If you publish public content (e.g., a static webpage export), deletion may not immediately remove third-party cached copies (e.g., search engine caches), though we will remove public access on our systems when you request deletion.

10. User Controls and Choices

You can control Editcred’s behavior in Extension Settings, including:

• Disable auto-capture / limit capture to supported sites
• Enable Private Mode (to restrict donation/export/public sharing features where offered)
• Redact sensitive information using built-in redaction tools (e.g., emails, phone numbers, IDs) before exporting or syncing
• Export or download your documents
• Delete specific documents, Triads, metrics, and provenance records
• Delete your account and associated cloud data (if you created an account)

11. Security

We implement technical and organizational measures designed to protect data, including (where applicable):

• Secure transport (TLS/HTTPS)
• Access controls and least-privilege practices
• Monitoring for abuse and operational security events
• Separation of public verification endpoints from private document content

No system can be guaranteed 100% secure. You are responsible for keeping your device secure and using the Service appropriately for your risk level.
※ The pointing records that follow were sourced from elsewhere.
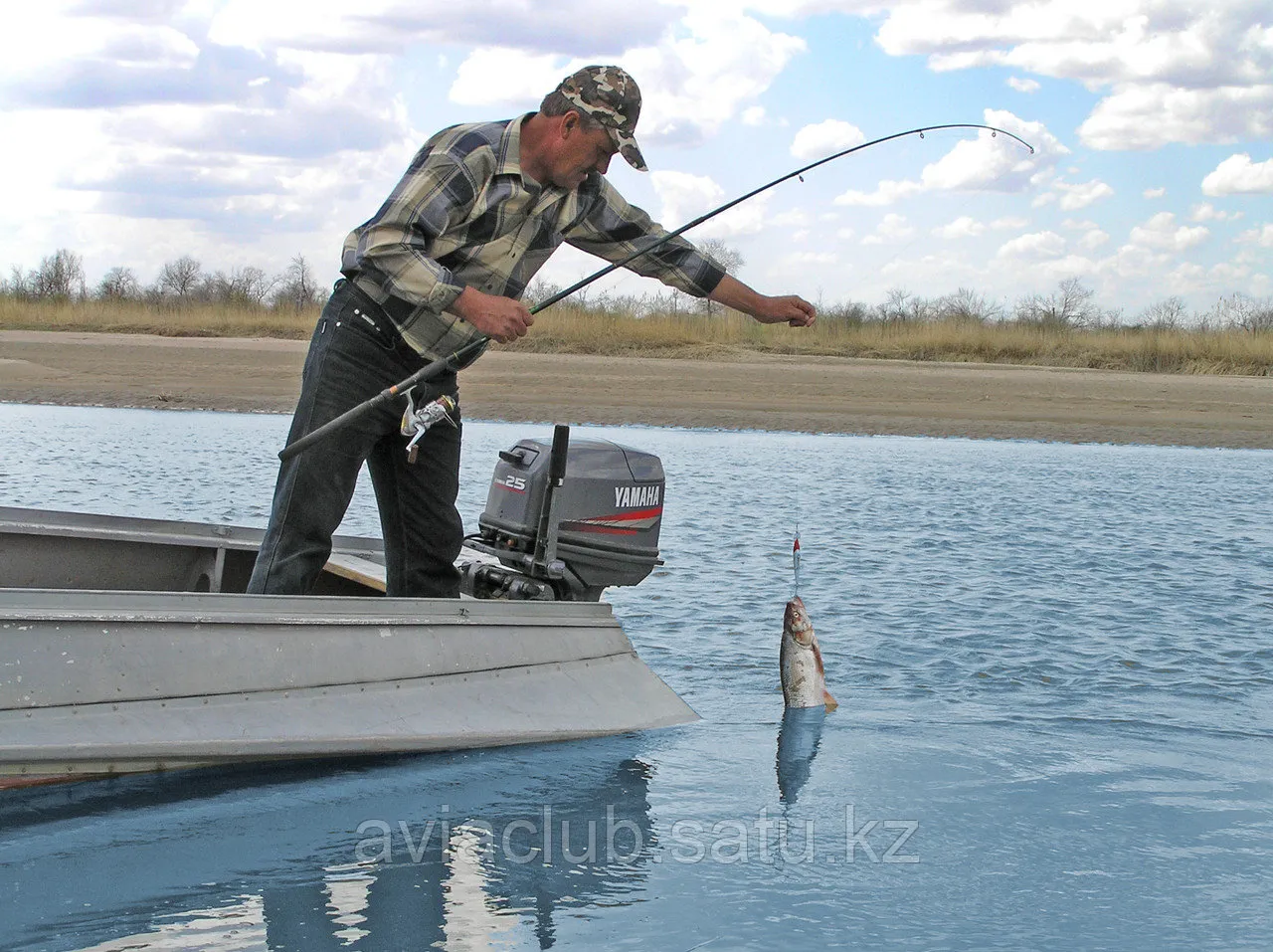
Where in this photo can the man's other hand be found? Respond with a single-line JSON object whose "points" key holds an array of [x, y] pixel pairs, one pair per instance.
{"points": [[499, 318], [790, 308]]}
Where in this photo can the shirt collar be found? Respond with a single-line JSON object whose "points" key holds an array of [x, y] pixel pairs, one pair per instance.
{"points": [[510, 148]]}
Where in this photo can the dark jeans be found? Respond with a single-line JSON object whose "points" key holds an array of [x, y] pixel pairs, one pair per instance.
{"points": [[357, 353]]}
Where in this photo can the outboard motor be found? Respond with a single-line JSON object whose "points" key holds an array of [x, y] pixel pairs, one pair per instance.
{"points": [[567, 519]]}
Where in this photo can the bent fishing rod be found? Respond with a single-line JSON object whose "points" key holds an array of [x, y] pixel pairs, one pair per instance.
{"points": [[473, 349]]}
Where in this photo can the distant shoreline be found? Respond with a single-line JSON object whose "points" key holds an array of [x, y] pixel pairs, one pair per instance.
{"points": [[744, 391]]}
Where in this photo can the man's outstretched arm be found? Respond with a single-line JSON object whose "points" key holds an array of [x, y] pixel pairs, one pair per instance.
{"points": [[788, 308]]}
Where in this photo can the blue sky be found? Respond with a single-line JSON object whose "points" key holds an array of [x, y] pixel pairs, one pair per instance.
{"points": [[247, 131]]}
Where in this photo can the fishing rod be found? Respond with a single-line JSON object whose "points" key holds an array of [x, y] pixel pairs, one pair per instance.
{"points": [[473, 349]]}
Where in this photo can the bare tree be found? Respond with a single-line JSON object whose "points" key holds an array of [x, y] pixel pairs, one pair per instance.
{"points": [[18, 284], [1069, 305], [118, 284], [180, 278], [296, 286], [901, 304], [726, 256], [539, 290], [967, 304], [1244, 313], [60, 275], [1168, 314], [244, 286]]}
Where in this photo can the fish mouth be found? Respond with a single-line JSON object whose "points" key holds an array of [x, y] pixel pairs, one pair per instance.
{"points": [[796, 623]]}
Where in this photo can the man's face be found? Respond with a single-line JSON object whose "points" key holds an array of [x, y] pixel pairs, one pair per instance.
{"points": [[582, 151]]}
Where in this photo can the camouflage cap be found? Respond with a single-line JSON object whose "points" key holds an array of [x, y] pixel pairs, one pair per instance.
{"points": [[612, 96]]}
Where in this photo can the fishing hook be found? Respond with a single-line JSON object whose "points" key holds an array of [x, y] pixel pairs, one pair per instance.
{"points": [[471, 350]]}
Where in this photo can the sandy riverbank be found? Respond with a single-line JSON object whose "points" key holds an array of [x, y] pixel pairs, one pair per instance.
{"points": [[750, 391]]}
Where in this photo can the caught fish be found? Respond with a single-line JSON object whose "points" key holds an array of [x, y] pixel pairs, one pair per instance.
{"points": [[801, 662]]}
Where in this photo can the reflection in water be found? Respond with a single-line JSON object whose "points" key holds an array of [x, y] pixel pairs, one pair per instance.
{"points": [[797, 745], [486, 865]]}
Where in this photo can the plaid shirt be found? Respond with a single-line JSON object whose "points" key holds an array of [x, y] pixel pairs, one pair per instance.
{"points": [[464, 215]]}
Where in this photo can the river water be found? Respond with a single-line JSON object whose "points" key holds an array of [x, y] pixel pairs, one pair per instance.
{"points": [[1055, 727]]}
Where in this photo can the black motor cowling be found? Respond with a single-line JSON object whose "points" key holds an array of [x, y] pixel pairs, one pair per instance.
{"points": [[572, 524]]}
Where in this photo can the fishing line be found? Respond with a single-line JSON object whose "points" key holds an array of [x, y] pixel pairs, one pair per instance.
{"points": [[472, 350]]}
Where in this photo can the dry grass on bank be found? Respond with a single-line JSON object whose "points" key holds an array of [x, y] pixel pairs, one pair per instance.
{"points": [[195, 319], [568, 330]]}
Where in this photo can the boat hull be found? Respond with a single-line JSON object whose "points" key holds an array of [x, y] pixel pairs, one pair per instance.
{"points": [[99, 681]]}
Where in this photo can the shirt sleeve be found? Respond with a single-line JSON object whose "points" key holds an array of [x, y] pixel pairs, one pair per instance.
{"points": [[613, 229], [392, 249]]}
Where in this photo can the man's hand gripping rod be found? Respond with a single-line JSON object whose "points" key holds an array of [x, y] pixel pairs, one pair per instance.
{"points": [[471, 351]]}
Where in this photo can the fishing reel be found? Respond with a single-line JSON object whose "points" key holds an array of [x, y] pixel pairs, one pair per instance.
{"points": [[419, 420]]}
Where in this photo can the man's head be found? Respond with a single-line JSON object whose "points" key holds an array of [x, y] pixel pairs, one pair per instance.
{"points": [[605, 96]]}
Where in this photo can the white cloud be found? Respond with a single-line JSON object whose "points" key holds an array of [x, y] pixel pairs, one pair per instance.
{"points": [[825, 139], [1159, 113], [1237, 174], [1162, 232], [892, 228], [1094, 240], [1173, 71], [1205, 212], [885, 194], [701, 73], [812, 258], [985, 163], [685, 196], [1036, 245], [964, 227], [1262, 236], [392, 26], [796, 218], [1078, 196], [503, 77]]}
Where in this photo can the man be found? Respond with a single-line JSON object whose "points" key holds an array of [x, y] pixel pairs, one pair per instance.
{"points": [[444, 263]]}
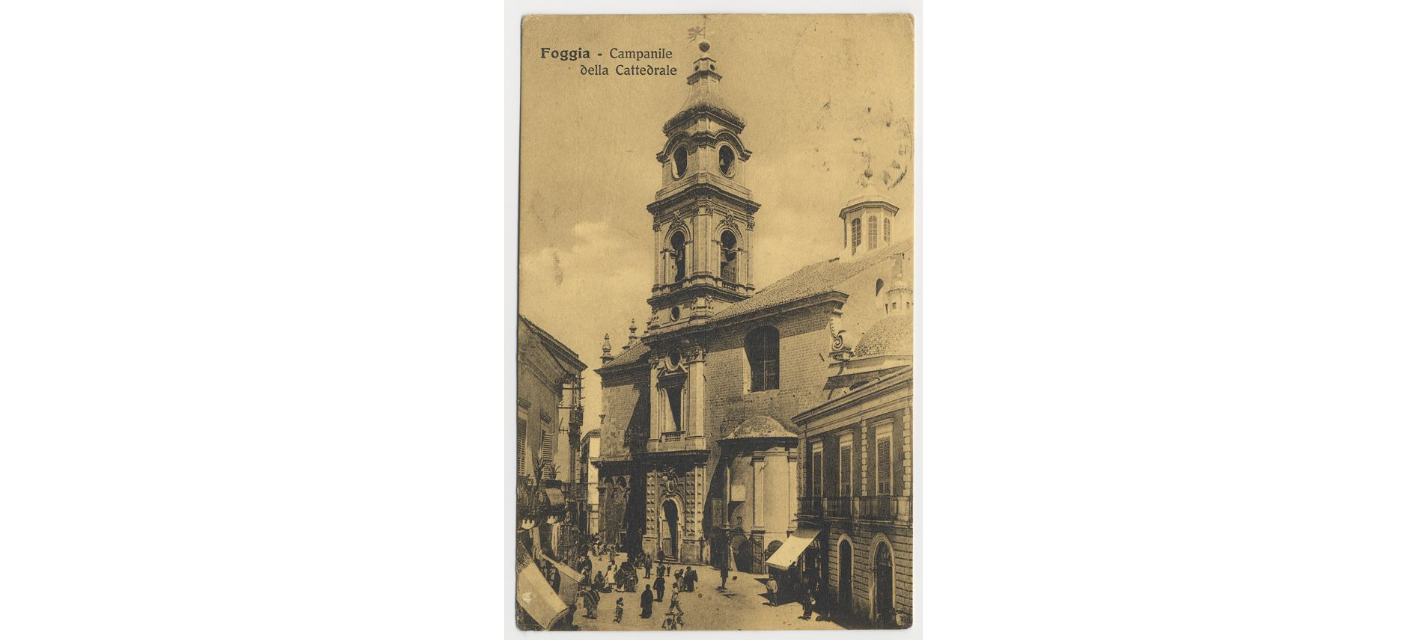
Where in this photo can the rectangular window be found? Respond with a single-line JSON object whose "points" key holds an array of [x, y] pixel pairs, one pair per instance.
{"points": [[884, 459], [675, 395], [844, 469], [814, 489]]}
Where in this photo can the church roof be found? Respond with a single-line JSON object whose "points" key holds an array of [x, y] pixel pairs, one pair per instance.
{"points": [[760, 426], [812, 280], [554, 344], [809, 281], [632, 354], [890, 335]]}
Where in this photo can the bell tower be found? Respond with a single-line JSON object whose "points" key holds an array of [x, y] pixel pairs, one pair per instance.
{"points": [[703, 214]]}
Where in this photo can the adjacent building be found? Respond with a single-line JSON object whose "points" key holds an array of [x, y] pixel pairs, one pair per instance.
{"points": [[549, 416], [856, 508]]}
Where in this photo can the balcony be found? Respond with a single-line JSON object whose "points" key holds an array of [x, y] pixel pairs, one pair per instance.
{"points": [[877, 508], [809, 506], [675, 441]]}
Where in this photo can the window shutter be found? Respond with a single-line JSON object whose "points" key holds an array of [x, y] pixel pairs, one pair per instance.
{"points": [[519, 448], [884, 466], [844, 478]]}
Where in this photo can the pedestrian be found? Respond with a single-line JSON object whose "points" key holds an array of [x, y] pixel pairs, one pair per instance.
{"points": [[591, 606], [673, 603]]}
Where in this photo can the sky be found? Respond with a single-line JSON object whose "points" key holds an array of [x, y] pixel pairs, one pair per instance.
{"points": [[824, 99]]}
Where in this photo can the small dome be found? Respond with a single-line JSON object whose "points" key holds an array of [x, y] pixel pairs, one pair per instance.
{"points": [[760, 426], [890, 335], [869, 194]]}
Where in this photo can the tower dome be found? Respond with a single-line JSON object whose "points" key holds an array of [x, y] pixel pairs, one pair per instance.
{"points": [[870, 193], [705, 96]]}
12. International Transfers

If you use cloud sync, your data may be processed in countries other than where you live. We take steps designed to ensure appropriate safeguards for cross-border transfers where required by law.

13. Children’s Privacy

The Service is not directed to children under 13 (or the minimum age required by your jurisdiction). We do not knowingly collect personal data from children.

14. Changes to This Policy

We may update this policy to reflect changes in features, legal requirements, or security practices. We will update the “Effective date” and, where required, provide additional notice through the extension UI or our website.

15. Contact

For privacy questions, requests, or complaints:

• Email: [hey@editcred.com]
• Address: [Postal Address]

If you want to exercise access/deletion rights for cloud data, include the account identifier you used to sign in (e.g., email), and specify the documents or data categories you want removed.